Rally organizers stood at the front of the stage telling their stories to the police investigators. Two uniformed cops stood next to the body, which they had covered with a sheet. They were speaking to Chief Inspector Lee. He glanced in Brandy’s direction and waved.

“We were wondering when you’d get here,” he said as she climbed the stairs. He shook her hand. “Where’s your team?”

“It’s just me.”

“Really? Usually the Feds would be swarming over something like this.”

“Budget cuts,” Brandy said absently. She decided it was better not to get into the politics of the situation.

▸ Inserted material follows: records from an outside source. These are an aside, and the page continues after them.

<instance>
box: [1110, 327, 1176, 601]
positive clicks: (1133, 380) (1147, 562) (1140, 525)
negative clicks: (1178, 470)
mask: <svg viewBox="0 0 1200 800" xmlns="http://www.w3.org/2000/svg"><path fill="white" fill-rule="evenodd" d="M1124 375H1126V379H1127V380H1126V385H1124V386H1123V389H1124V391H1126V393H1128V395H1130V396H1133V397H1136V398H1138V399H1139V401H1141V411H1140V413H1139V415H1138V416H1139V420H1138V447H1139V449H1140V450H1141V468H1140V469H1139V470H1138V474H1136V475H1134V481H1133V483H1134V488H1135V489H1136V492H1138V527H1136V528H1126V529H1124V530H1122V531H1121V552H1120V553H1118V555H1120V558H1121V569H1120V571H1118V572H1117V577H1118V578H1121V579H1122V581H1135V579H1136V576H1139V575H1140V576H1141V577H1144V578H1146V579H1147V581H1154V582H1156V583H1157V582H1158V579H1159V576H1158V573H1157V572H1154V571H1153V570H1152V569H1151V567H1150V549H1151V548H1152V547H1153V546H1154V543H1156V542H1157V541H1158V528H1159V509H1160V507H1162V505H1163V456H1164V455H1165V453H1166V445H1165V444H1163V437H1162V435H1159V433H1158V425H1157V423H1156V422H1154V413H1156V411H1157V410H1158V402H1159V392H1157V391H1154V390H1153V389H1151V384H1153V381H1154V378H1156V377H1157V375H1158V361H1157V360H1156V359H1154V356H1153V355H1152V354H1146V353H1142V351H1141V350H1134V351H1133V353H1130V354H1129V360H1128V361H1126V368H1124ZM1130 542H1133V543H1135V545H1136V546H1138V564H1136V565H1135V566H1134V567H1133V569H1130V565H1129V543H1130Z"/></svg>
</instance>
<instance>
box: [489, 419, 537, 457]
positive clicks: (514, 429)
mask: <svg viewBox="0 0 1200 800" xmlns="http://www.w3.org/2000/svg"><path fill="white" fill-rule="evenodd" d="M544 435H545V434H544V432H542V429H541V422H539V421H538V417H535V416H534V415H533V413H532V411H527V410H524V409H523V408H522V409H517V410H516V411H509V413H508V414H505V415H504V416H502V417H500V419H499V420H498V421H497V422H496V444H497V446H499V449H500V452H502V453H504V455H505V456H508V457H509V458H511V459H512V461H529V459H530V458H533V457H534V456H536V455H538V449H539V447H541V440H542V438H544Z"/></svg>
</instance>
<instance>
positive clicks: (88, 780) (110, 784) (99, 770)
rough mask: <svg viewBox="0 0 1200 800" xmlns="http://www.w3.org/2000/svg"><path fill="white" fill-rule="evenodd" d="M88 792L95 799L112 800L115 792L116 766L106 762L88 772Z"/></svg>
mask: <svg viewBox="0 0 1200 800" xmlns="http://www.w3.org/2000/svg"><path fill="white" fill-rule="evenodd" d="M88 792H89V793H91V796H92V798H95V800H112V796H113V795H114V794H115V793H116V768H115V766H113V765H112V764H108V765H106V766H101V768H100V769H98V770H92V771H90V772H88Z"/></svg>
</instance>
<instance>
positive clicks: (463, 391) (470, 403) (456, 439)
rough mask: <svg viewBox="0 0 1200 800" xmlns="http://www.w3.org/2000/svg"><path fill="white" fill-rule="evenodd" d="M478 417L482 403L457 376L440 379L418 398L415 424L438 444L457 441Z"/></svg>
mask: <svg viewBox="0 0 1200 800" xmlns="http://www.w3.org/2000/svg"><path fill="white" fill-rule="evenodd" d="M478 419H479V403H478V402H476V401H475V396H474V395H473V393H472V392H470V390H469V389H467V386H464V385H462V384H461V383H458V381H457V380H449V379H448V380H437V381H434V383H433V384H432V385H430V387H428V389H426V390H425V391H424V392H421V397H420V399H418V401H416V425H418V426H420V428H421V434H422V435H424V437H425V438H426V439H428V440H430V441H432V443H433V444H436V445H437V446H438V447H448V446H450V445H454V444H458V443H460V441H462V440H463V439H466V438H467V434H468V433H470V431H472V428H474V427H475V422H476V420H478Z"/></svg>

“Damn. I’ve got a golf tournament this weekend. I was hoping we could wrap this up as fast as possible.”

“I’ll do what I can,” Brandy said dryly. “I assume you and your department will give me full cooperation?”

“Of course. What do you need?”

“Let’s start with the facts. I’m familiar with the victim; I’ve heard his music on the radio. Were there any death threats? Do you have a suspect?”

“No threats. His manager says Fortress got along well with everyone. He didn’t have any enemies other than the standard wackos. Being a famous rock star, he had a few stalkers and such. We do have a suspect, though. She fled the scene, but she left the gun.”

“She?”

“Yeah. I’ve got thirty witnesses that all swear they saw a woman on the roof right after the shot. We checked it out and found the gun. Never heard of a woman doing anything like that.”